After seeing Dirk's playoffs, I'm not willing to go out on a limb for him right now as getting it done either.
But in any case, this dissatisfaction is largely situational. Its attached to $$ and role. If Peja was the #3 guy to Shaq and Wade in Miami he wouldn't be any less soft, but it wouldn't be nearly as damning and you'd be damn excited to have him in that role. Tremendous team in that case, and mutliple other studs to take care of the winning. If Peja was set to earn an MLE contract Peja wouldn't be any less soft, but for that price you would have one of the true bargains in the NBA, soft or not (and no, I'm not arguing Peja is an MLE player, quite the opposite). And while I might still trade him to bring back a star who could truly lead us in return because we have few other tradeable assets, there would certainly be a lot less pressure to trade him because you were getting good bang for your buck and would still have money to go get the guy or guys you needed to really put you over the top. But now you take Peja, and he's not a #3, but a #1, and he's not an MLE, he's a max player, and you have abruptly entered the realm of parody. A player who is a brilliant acquisition as the third best player on your team for the MLE becomes a severely overpaid player incapable of carrying you when it matters as a #1 at max, and with a $$ deal that actually chokes your ability to acquire a player who can do those things for you. Same Peja. Same limitations. But a radically different level of concern over them.
Now is that Peja's fault? Maybe, maybe not. It is ofttimes hard to separate Peja's wishes from those of his rabid boosters. His worst boosters have always wanted him to be a #1 and to get paid the max almost regardless of whether it is good for the team or not. If that is also Peja's desire -- if he has pushed to be a #1, to get paid the max, to pretend to be "the man", then it is ABSOLUTLEY Peja's fault. He is taking what he has not earned with his play, does not deserve with his work. May even, under such a scenario, have tanked a season to engineer the removal of his main competition for the spot. If THAT's true, then Peja deserves every last ounce of heat he receives until such time as he sucks it up, grows a pair, and starts playing, and working, and leading, like a #1 player actually worth the max.
Now if, on the other hand this is more or less an accident. If Peja would welcome getting a real #1 in here ahead of him to take the load off. If he's going to ask for the max and get it, but because that's the market not because of greed and ego, if he knows what he truly is and is not, and is at peace with that, then no, its not Peja's fault. But the problems it poses are just as real for the Kings as if it were. In that scenario the fault lies with a front office irrationally enamored of Peja for non-basketball related reasons, and perhaps it lies with some of his most rabid boosters for falsely ascribing aggressive and ugly motives to their favorite player because of their own need for him to succeed. And in some ways that makes it actually WORSE for the Kings, because then it means that in all liklihood you have a front office unwilling to take action to correct things.
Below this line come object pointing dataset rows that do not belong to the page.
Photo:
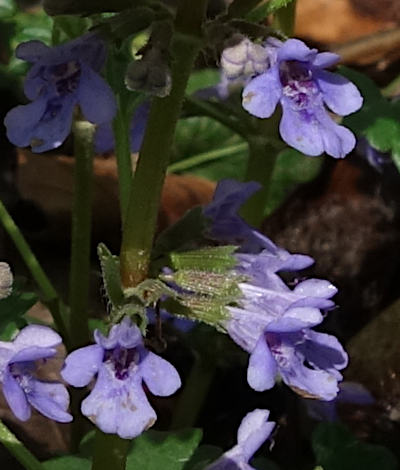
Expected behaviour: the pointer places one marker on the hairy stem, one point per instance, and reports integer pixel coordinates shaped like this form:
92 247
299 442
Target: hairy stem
49 295
141 216
80 256
81 233
140 224
121 127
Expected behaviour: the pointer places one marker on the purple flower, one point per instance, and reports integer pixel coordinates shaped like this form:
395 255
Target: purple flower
104 138
226 226
253 431
21 388
298 81
60 78
272 322
117 404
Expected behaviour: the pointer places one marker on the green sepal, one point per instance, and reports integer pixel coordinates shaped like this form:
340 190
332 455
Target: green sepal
198 308
218 259
110 268
149 291
222 286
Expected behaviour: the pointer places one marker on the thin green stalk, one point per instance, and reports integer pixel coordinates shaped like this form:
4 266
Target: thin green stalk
284 19
110 452
141 216
194 394
121 127
49 294
204 157
81 233
80 255
18 450
263 150
140 224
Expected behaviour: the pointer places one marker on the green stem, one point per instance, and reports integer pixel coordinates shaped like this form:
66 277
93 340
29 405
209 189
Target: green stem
110 452
49 294
194 394
263 150
81 233
140 224
121 128
18 450
204 157
284 19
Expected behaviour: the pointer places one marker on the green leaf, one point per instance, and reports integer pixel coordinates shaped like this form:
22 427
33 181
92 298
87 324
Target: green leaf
67 463
7 8
336 448
216 259
155 450
203 456
266 8
378 120
110 269
291 168
12 310
201 79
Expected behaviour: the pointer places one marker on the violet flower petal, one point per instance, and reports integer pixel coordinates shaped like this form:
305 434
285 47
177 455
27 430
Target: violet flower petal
95 97
262 94
37 335
301 130
82 364
117 406
262 370
15 397
339 94
253 431
160 376
51 400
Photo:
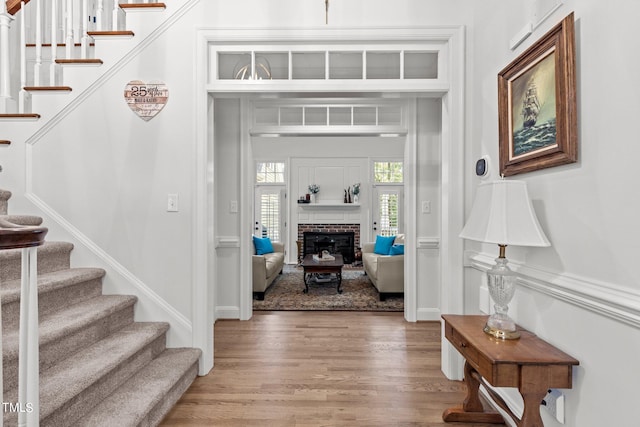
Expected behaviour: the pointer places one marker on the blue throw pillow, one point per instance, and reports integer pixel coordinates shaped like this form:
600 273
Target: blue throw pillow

In either case, the Kings, the franchise, the fans, have a major problem now with what to do with Peja, and its still a problem whether its Peja's fault or not. On the court, there are still other ways to get better other than trading Peja, but off the court, financially, that looming max really puts the Kings over a barrel. You do it, and it may end up defining the Kings' financial situation for the next half decade because its going to be extraordinarily hard to get anybody to trade you value for an aging and maxed out Peja, and that's assuming he stays relatively healthy and does not start to fade with age. And that's a 100% legit concern, and its got nothgin to do with Peja good guy, or Peja bad guy. Its Peja = $15mil #1option??